The movie ties folk lore and left-behind industrial era machinery together, with all of the beautiful and creepy MO’s of the pre-CGI days of the 1980s. Eventually the boy puts on a -very- old (and very questionable) diving suit and wanders into the depths of the pond to seek out the monster. His friends on shore hold a hose connected to his suit, allowing him to breathe, and the audience is taken under water with the boy to explore all of the ancient by-gone relecs of a once active rock quarry. Eventually the mysterious bubbles consume the boy, the line is snapped, and he doesn’t resurface.

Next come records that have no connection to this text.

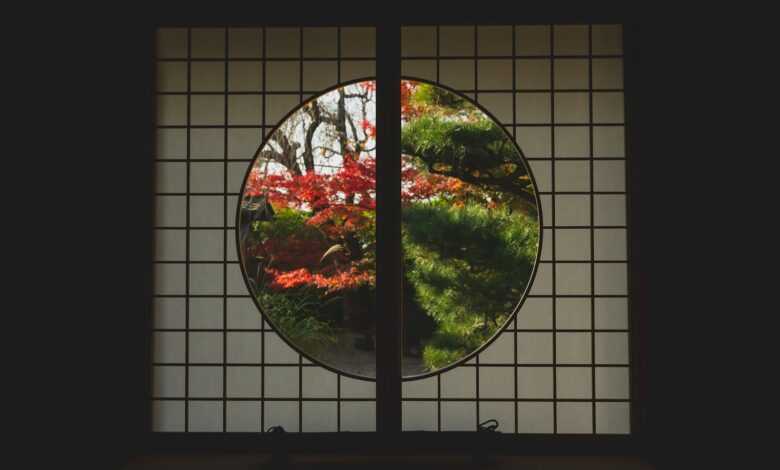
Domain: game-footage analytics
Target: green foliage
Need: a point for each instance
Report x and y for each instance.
(468, 267)
(298, 315)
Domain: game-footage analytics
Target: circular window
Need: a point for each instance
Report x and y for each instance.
(469, 224)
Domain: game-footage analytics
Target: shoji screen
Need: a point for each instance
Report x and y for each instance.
(217, 365)
(563, 367)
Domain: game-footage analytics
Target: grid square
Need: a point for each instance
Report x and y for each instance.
(607, 73)
(244, 382)
(171, 76)
(533, 108)
(573, 348)
(320, 42)
(243, 143)
(319, 416)
(207, 110)
(609, 141)
(242, 314)
(460, 382)
(572, 313)
(418, 41)
(168, 347)
(243, 347)
(457, 74)
(534, 348)
(535, 314)
(573, 382)
(419, 416)
(572, 278)
(572, 142)
(243, 416)
(353, 388)
(167, 416)
(612, 382)
(171, 43)
(207, 143)
(572, 210)
(570, 39)
(499, 105)
(354, 69)
(277, 351)
(169, 245)
(458, 416)
(572, 108)
(609, 210)
(575, 418)
(422, 388)
(500, 351)
(206, 177)
(611, 348)
(608, 107)
(456, 40)
(281, 382)
(532, 74)
(532, 40)
(571, 74)
(610, 244)
(358, 42)
(205, 416)
(168, 381)
(613, 418)
(171, 110)
(208, 42)
(572, 176)
(171, 177)
(358, 416)
(171, 143)
(572, 244)
(283, 42)
(245, 110)
(535, 142)
(419, 69)
(205, 347)
(206, 245)
(319, 75)
(542, 283)
(281, 413)
(535, 417)
(205, 313)
(169, 312)
(207, 76)
(278, 106)
(205, 279)
(319, 383)
(205, 381)
(282, 76)
(245, 76)
(611, 313)
(609, 175)
(607, 39)
(169, 279)
(245, 42)
(494, 74)
(494, 40)
(542, 172)
(496, 382)
(207, 211)
(534, 382)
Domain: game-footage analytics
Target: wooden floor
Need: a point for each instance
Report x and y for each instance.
(432, 462)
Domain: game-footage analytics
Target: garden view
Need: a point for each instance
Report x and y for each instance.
(470, 229)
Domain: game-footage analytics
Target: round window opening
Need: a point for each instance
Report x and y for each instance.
(469, 223)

Presumed dead, locals drain the pond for the boys body… but by doing so, uncover the monster that the aboriginals (and audience) had feared so much. When the pond is drained several meters, the monster rises up to where the surface once was. While character’s backs are turned, we see the ominous shadow of the great beast rising quietly along the wet quarry wall, dripping and covered with weeds. The innitial fright of the onlookers soon turns to amazement as we learn that the monster is a mere steam engine left behind prior to the quarry’s flooding and somehow still running. The bucket of the digger would reach up above the water, collect air, and draw it back down. The name given to the beast, "Dahnk-a-gin," we then learn is merely "Donkey Engine," the 1950s make and model of that particular steam shovel. The boy, safe inside of the bucket’s air pocket with his foot simply stuck, is then rescued.
"There are films that you can’t remember the day after you watch them, but sometimes there is a film which is different; one which gives you something more than any other and which becomes a part of your own life. The day I saw this movie my soul went to the bottom of that muddy pond, and it never came back. May I remain there forever…in a dream time."